Yes — this is exactly what the stack is designed for. Tesamorelin's phase III data shows reduced visceral fat with preserved or increased muscle cross-sectional area. Strength should hold or modestly improve across a 12-week cut if you hit protein and lift heavy.
Is AOD-9604 actually effective?
The human evidence is thinner than marketing claims. Phase II trials showed modest weight loss that did not always reach statistical significance. Mechanistically it is the C-terminal fragment of GH, supposed to preserve lipolytic activity without insulin-like side effects. Works better as an adjunct to a GHRH+GHRP stack than standalone.
Should I stack a GLP-1 on top of a GHRH+GHRP during a cut?

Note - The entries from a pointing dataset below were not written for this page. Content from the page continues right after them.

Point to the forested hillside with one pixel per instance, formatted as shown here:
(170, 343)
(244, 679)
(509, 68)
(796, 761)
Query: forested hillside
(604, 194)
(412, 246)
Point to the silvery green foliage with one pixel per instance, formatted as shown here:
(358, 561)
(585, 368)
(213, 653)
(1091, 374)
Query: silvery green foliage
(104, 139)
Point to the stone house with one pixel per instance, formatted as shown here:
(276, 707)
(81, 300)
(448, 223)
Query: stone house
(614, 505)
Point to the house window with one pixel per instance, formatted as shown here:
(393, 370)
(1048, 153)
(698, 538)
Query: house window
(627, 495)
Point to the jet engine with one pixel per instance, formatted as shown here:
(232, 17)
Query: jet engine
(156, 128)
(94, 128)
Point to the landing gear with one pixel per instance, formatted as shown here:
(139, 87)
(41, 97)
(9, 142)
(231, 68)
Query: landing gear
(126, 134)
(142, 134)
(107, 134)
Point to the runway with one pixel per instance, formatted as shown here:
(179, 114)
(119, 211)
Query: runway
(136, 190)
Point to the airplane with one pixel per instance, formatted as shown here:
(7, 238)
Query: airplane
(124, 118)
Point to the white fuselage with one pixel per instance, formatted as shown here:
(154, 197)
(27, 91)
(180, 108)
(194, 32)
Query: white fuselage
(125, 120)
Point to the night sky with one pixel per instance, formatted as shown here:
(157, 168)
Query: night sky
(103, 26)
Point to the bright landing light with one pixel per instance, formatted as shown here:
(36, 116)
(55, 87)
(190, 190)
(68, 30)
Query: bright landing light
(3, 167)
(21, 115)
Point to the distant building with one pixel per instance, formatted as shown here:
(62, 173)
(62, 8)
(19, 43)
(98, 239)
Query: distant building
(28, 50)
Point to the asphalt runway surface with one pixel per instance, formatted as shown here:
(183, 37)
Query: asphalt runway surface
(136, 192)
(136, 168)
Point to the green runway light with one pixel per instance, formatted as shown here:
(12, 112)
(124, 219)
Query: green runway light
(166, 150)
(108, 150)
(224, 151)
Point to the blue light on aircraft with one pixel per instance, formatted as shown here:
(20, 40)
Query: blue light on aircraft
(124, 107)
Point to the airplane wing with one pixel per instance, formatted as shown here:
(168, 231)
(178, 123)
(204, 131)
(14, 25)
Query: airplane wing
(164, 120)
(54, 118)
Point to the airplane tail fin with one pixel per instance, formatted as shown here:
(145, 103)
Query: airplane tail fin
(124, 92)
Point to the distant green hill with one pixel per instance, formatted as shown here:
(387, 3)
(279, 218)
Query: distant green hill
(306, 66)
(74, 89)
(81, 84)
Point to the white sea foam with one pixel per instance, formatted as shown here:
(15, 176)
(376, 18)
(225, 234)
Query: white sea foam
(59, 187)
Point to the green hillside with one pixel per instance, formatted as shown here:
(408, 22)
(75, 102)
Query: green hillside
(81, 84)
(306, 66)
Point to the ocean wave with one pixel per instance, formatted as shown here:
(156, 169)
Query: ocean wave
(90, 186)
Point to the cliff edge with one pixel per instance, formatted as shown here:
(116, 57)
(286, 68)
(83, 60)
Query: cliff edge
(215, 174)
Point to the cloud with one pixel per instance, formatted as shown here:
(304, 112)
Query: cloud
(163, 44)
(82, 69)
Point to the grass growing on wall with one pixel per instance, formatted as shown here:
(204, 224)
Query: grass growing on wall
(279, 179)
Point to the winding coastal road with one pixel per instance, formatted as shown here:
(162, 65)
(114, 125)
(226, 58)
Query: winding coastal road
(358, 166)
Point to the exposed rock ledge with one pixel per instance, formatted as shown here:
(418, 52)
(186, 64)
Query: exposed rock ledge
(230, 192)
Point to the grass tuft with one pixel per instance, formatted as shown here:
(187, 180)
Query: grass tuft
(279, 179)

Yes, if you accept the cost and bloodwork cadence. GLP-1 drives fat loss through appetite suppression; GHRH+GHRP drives lean mass preservation. Mechanisms are independent and synergistic. Typical combo: semaglutide or tirzepatide weekly + tesa+ipa pre-bed 5 days per week.
How long should a cutting cycle run?
12-16 weeks for peptide-based cuts. Short enough to avoid GH receptor desensitization, long enough for meaningful body-composition change. Cycle off 4-8 weeks after any GH peptide protocol.
Do these peptides work without resistance training?
Worse. All of these work best paired with heavy lifting 3-4x/week. The peptide provides the anabolic signal; resistance training is the anti-catabolic signal. Without lifting you will still lose fat but not preserve strength or muscle mass.